# Time Series Forecasting with ARIMA

## 1. Introduction
This notebook demonstrates a time series forecasting project using the classic Airline Passengers dataset. The goal is to predict the number of monthly airline passengers using an ARIMA model. The project covers data loading, visualization, time series decomposition, model training, and evaluation.
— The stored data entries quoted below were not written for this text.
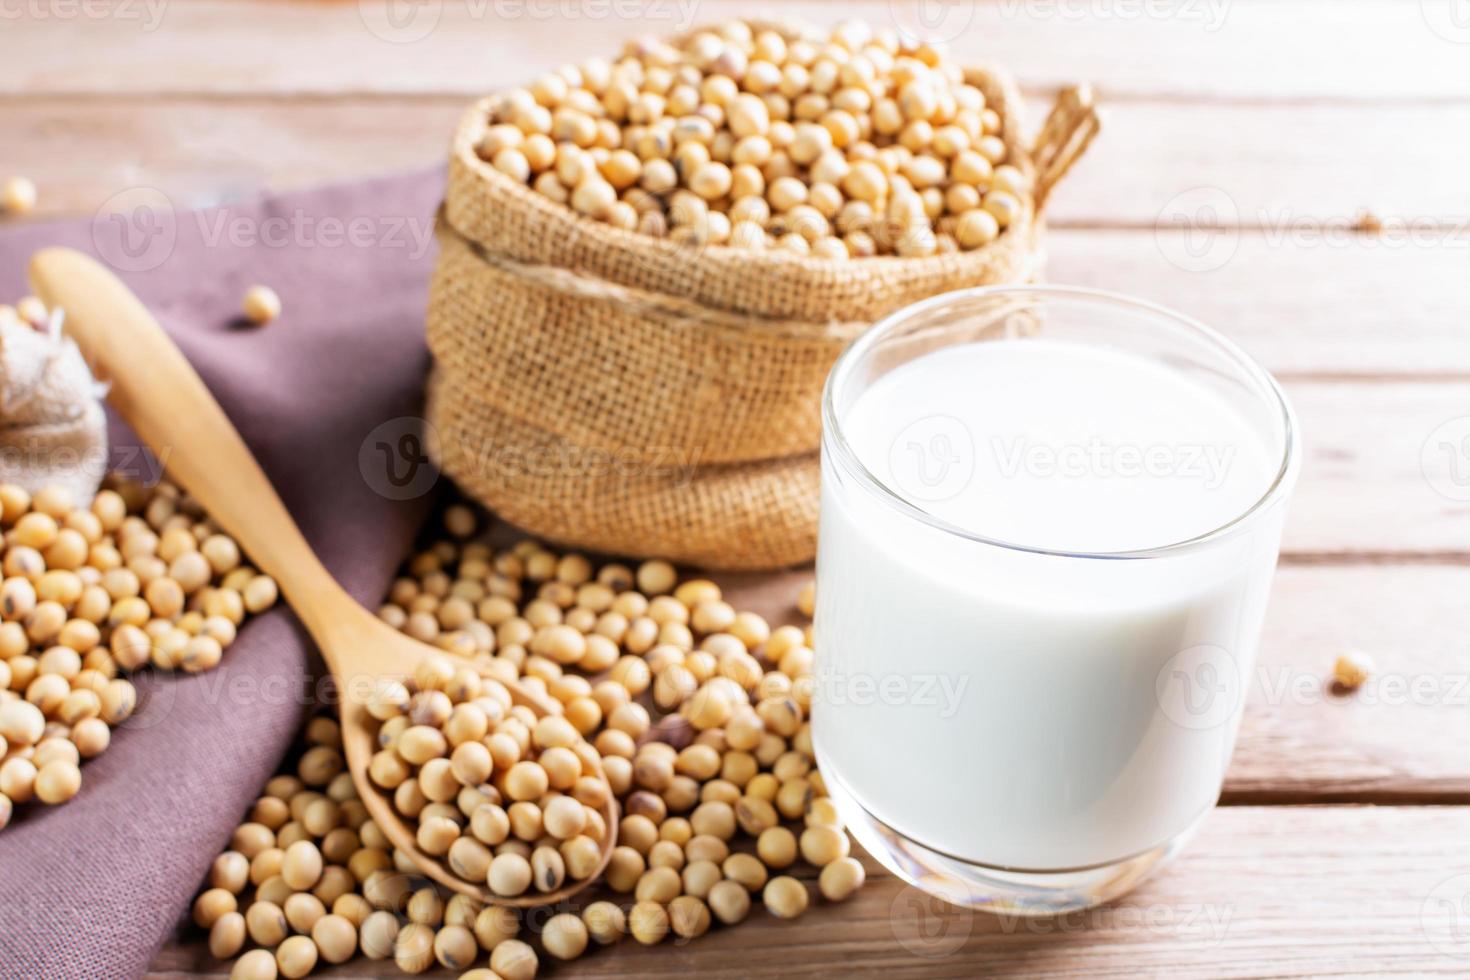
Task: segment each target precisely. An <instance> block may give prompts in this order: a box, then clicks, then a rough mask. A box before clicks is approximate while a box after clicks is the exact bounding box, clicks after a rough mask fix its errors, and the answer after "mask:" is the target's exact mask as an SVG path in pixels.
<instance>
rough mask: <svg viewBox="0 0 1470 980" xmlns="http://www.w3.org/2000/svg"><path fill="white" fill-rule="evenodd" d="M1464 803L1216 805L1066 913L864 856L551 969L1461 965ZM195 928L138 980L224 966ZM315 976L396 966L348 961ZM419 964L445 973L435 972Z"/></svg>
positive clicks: (1044, 974) (988, 970)
mask: <svg viewBox="0 0 1470 980" xmlns="http://www.w3.org/2000/svg"><path fill="white" fill-rule="evenodd" d="M1467 840H1470V808H1463V807H1449V808H1398V807H1395V808H1373V807H1302V808H1298V807H1269V808H1255V807H1227V808H1222V810H1216V811H1214V813H1213V814H1211V815H1210V818H1208V820H1207V821H1205V824H1204V827H1202V829H1201V832H1200V835H1198V837H1195V840H1194V842H1192V845H1191V848H1189V849H1188V851H1186V852H1185V854H1183V855H1182V857H1180V858H1179V860H1177V861H1176V862H1175V864H1173V865H1172V867H1169V868H1166V870H1163V871H1161V873H1160V874H1158V876H1157V877H1154V879H1152V880H1150V882H1148V883H1145V884H1144V886H1142V887H1141V889H1139V890H1138V892H1135V893H1132V895H1129V896H1127V898H1123V899H1122V901H1119V902H1117V904H1114V905H1110V907H1105V908H1098V909H1092V911H1089V912H1080V914H1076V915H1069V917H1064V918H1051V920H1017V918H1005V917H997V915H991V914H986V912H969V911H961V909H957V908H953V907H948V905H944V904H939V902H936V901H932V899H929V898H928V896H926V895H923V893H922V892H919V890H917V889H913V887H911V886H906V884H903V883H900V882H898V880H897V879H894V877H892V876H889V874H888V873H886V871H881V870H879V868H878V867H876V865H875V864H873V862H872V860H866V864H867V867H869V873H870V874H869V882H867V884H866V886H864V887H863V889H861V890H860V892H858V893H857V895H856V896H854V898H853V899H850V901H848V902H847V904H845V905H842V907H828V905H826V904H822V902H819V904H817V905H814V907H813V908H811V911H808V912H807V914H806V915H804V917H801V918H798V920H795V921H778V920H773V918H770V917H769V915H766V914H764V911H761V909H760V908H756V909H753V912H751V918H750V920H748V921H747V923H742V924H741V926H738V927H732V929H716V930H713V932H711V933H709V934H707V936H703V937H700V939H697V940H692V942H689V943H685V945H678V946H676V945H663V946H657V948H639V946H637V945H635V943H632V942H631V940H625V942H623V943H620V945H617V946H614V948H610V949H594V951H592V952H589V954H588V955H587V956H584V958H582V959H579V961H578V962H576V964H575V965H572V964H569V965H556V967H553V968H548V970H544V973H545V974H550V976H557V977H562V976H579V977H629V976H637V977H670V979H672V977H685V976H701V977H710V979H711V980H720V979H729V980H736V979H741V977H823V976H831V974H835V973H838V971H841V973H842V974H845V976H864V977H869V976H872V977H878V976H883V977H978V976H1025V977H1119V979H1132V977H1141V976H1169V977H1263V976H1272V977H1311V976H1319V977H1320V976H1349V974H1351V976H1382V974H1389V973H1402V974H1417V976H1464V970H1466V962H1467V959H1466V956H1467V955H1470V943H1467V940H1466V937H1464V930H1463V926H1461V920H1460V909H1461V908H1463V902H1464V901H1466V898H1467V887H1470V876H1466V874H1460V873H1458V870H1460V868H1464V867H1466V865H1467V861H1470V842H1467ZM222 976H226V970H225V965H222V964H218V962H213V961H212V959H210V958H209V954H207V951H206V949H204V943H203V942H201V937H200V936H197V934H196V933H193V932H190V933H187V936H185V937H184V940H182V942H179V943H178V945H172V946H169V948H168V949H165V951H163V952H162V954H160V955H159V958H157V959H156V961H154V964H153V968H151V971H150V973H148V974H147V977H148V980H182V979H184V977H222ZM315 976H322V977H391V976H398V974H395V973H394V970H392V967H391V965H390V964H372V962H368V961H356V962H351V964H347V965H343V967H337V968H332V970H325V971H320V973H318V974H315ZM423 976H426V977H429V976H434V977H451V976H454V974H451V973H445V971H440V973H431V974H423Z"/></svg>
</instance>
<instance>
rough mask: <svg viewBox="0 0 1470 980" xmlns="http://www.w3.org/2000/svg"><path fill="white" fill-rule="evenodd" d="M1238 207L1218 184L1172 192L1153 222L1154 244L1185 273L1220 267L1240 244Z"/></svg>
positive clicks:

## 2. Data Loading and Preparation

In [None]:
import pandas as pd
import numpy as np
import matplotlib.pyplot as plt
import seaborn as sns
from statsmodels.tsa.seasonal import seasonal_decompose
from statsmodels.tsa.stattools import adfuller
from statsmodels.graphics.tsaplots import plot_acf, plot_pacf
from statsmodels.tsa.arima.model import ARIMA
from sklearn.metrics import mean_squared_error

# Load the Airline Passengers dataset
data = pd.read_csv('https://raw.githubusercontent.com/jbrownlee/Datasets/master/airline-passengers.csv', index_col='Month', parse_dates=True)
df = data.rename(columns={'Passengers': 'n_passengers'})

df.head()

## 3. Exploratory Data Analysis (EDA)

In [None]:
# Plot the time series data
plt.figure(figsize=(12, 6))
plt.plot(df.index, df['n_passengers'])
plt.title('Monthly Airline Passengers')
plt.xlabel('Date')
plt.ylabel('Number of Passengers')
plt.grid(True)
plt.show()

In [None]:
# Decompose the time series
decomposition = seasonal_decompose(df['n_passengers'], model='multiplicative')
fig = decomposition.plot()
fig.set_size_inches(14, 7)
plt.show()

## 4. Stationarity Check

In [None]:
# Perform Dickey-Fuller test to check for stationarity
def test_stationarity(timeseries):
    result = adfuller(timeseries, autolag='AIC')
    print('Dickey-Fuller Test:')
    print(f'Test Statistic: {result[0]}')
    print(f'p-value: {result[1]}')
    print('Critical Values:')
    for key, value in result[4].items():
        print(f'\t{key}: {value}')

test_stationarity(df['n_passengers'])

The p-value is greater than 0.05, so we fail to reject the null hypothesis, indicating that the series is non-stationary. We need to apply differencing.

In [None]:
# Apply first-order differencing
df['diff_1'] = df['n_passengers'].diff().dropna()
test_stationarity(df['diff_1'].dropna())

## 5. ARIMA Model

In [None]:
# Plot ACF and PACF to determine ARIMA parameters
fig, (ax1, ax2) = plt.subplots(2, 1, figsize=(12, 8))
plot_acf(df['diff_1'].dropna(), ax=ax1, lags=40)
plot_pacf(df['diff_1'].dropna(), ax=ax2, lags=40)
plt.show()

In [None]:
# Build and train the ARIMA model
# Based on the ACF/PACF plots, we can try p=2, d=1, q=2
model = ARIMA(df['n_passengers'], order=(2, 1, 2))
results = model.fit()
print(results.summary())

## 6. Forecasting and Evaluation

In [None]:
# Forecast future values
forecast = results.get_forecast(steps=36)
forecast_ci = forecast.conf_int()

# Plot the forecast
plt.figure(figsize=(12, 6))
plt.plot(df.index, df['n_passengers'], label='Observed')
plt.plot(forecast.predicted_mean.index, forecast.predicted_mean, color='r', label='Forecast')
plt.fill_between(forecast_ci.index, forecast_ci.iloc[:, 0], forecast_ci.iloc[:, 1], color='pink')
plt.title('Airline Passengers Forecast')
plt.legend()
plt.show()

## 7. Conclusion
The ARIMA model successfully captures the trend and seasonality in the airline passenger data, providing a reasonable forecast for future values. The model's performance can be further improved by exploring seasonal ARIMA (SARIMA) models, which are specifically designed to handle seasonality.